Das eine leugnen die Linken, das andere die Rechten. Palmer sagt: Wer nur eine dieser Wahrheiten gelten lässt, zerrüttet das Land weiter.
Showbiz kennt kein Sowohl-als-auch
Mir gefällt dieser Versuch, beide Wahrheiten nebeneinander stehen zu lassen – ein unkomfortables wie erhellendes Sowohl-als-auch. Leider ist ein Sowohl-als-auch aus Entertainmentgesichtspunkten vor allem eins: eine ganz schwache Nummer. Bei MyMeinung™ fällt so etwas sofort durch. Showtime heißt immer: Entweder-oder. Aber vielleicht besinnt sich ja der allgemeine politische Geist in uns doch noch auf Schlausein und vermischt sich nicht dem Bühnenspirit – der ist schließlich der allerschillerndste Elefant und sollte nicht von rechthaberischen Meinungsschreiern geritten werden. Propaganda kann unter die Haut gehen, aber nie ins Herz.
Dass der Elefant alleine reitet und sogar tanzen kann, habe ich vor ein paar Tagen gemerkt, bei den Singenden Balkonen in Bremen.
Deutschlands höchste Bühne
Zum zehnten Mal hatte ich die Freude, mit allerlei Menschen ein weltumspannendes Musikprogramm zu entwickeln und auf die Bühne zu bringen. Genauer gesagt: Auf Deutschlands höchste Bühne – Die Bewohner der Hochhäuser um einen großen Platz in Bremens Stadtteil Osterholz-Tenever haben ihre Balkone hergegeben, damit auf ihnen gesungen wird. Der höchste war im 12. Stock. Zu ebener Erde knapp 700 Leute im Publikum, auf einer Bühne mit Klavier und Streichquartett habe ich die höhenangstfreien Stimmen begleitet – viele von ihnen aus dem Stadtteil, der Menschen aus fast 100 Nationen ein Zuhause ist. Alle leben in ihrer eigenen Welt – und doch in denselben Häusern.
Death Metal für die Lebensfreude
Da singen also die Nachbarn in die Nacht hinein: Altenpflegerinnen, Studenten, Mechatroniker, Menschen, die sonst vielleicht nie miteinander ins Gespräch kämen. Auf Türkisch, Deutsch, Italienisch, Armenisch, Arabisch, Französisch, Koreanisch. Rap und Chanson, Schlager und Operette, Volkslied und Death Metal – alles in zwei Stunden.
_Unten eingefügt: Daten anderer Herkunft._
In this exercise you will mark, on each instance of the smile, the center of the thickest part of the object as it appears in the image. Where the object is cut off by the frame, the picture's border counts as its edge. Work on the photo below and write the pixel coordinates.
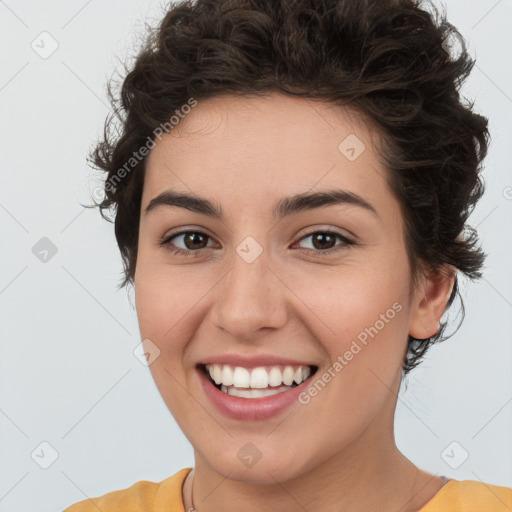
(256, 382)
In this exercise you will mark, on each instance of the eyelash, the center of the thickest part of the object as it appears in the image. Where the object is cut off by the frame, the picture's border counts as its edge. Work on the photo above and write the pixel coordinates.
(166, 243)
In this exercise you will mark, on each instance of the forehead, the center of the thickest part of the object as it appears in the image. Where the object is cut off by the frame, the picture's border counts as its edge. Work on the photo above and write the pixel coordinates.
(254, 148)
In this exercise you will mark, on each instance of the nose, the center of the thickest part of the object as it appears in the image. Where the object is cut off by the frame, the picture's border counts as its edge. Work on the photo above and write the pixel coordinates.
(250, 299)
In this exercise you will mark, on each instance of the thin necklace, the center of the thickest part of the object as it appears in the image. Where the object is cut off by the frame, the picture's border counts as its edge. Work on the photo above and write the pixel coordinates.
(192, 508)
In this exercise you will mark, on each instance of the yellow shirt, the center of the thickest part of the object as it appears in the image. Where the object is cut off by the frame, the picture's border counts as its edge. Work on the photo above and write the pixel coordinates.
(144, 496)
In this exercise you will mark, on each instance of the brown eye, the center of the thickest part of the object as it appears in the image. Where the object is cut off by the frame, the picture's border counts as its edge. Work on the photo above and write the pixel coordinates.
(193, 242)
(324, 242)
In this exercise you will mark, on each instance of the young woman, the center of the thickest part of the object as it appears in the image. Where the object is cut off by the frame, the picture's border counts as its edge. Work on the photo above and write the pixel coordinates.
(292, 182)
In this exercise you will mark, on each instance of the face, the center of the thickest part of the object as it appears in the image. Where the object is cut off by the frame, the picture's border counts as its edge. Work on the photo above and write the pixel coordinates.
(264, 280)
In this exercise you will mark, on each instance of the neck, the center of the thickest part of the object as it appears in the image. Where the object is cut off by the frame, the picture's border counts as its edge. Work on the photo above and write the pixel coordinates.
(370, 474)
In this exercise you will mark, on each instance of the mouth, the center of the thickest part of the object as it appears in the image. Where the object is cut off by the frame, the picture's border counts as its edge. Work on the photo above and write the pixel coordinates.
(257, 382)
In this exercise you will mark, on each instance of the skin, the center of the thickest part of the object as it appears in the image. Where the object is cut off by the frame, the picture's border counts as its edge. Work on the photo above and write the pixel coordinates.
(244, 154)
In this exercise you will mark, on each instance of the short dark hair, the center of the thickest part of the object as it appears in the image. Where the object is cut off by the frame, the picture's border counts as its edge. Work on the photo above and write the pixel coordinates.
(392, 60)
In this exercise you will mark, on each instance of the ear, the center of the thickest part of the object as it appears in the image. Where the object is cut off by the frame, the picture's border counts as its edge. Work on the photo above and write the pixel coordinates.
(430, 301)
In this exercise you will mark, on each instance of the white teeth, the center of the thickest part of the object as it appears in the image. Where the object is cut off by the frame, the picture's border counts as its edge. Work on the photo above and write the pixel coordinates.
(275, 377)
(288, 375)
(260, 378)
(241, 378)
(226, 375)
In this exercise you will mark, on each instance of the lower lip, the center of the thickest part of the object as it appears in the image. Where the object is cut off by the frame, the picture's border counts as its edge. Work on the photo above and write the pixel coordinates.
(250, 408)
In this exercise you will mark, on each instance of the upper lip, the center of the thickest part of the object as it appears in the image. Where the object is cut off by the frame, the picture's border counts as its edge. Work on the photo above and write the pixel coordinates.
(253, 361)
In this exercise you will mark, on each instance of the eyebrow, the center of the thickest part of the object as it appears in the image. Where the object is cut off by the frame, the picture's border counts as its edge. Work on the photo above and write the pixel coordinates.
(285, 207)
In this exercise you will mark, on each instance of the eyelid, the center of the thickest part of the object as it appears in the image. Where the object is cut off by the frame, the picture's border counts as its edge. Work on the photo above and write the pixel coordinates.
(346, 241)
Eine besseres Gegengift zur Zerspaltung der Gesellschaft gibt es nicht, denn das Gegenteil von Meinung ist: Musik. Niemand fragt nach Parteien, nach Weltanschauung. Wir alle haben etwas gemeinsam. Das, was uns einander fremd macht, sind oft nur Gedanken. Ideologien. Konstrukte.
Musik dagegen ist Machung. Sie geschieht. Sie zwingt uns nicht, recht zu haben. Sie lädt uns ein, recht zu fühlen.
Feel right. Don’t ride the elephant.
Bis nächste Woche, liebe Freundinnen und Freunde,
Euer Mark
Hier ein kleiner TV-Bericht von den X. Singenden Balkonen:
Der Post von Matze Hielscher:
Der von Boris Palmer:
Meinung ist erlaubt – solange sie im Kommentarbereich tanzt. Ich freu mich auf deine Gedanken.
Hier der ZEIT-Artikel:
So eine Elefantenherde braucht Pflege und gute Ernährung. Das kostet! Beteiligst Du Dich?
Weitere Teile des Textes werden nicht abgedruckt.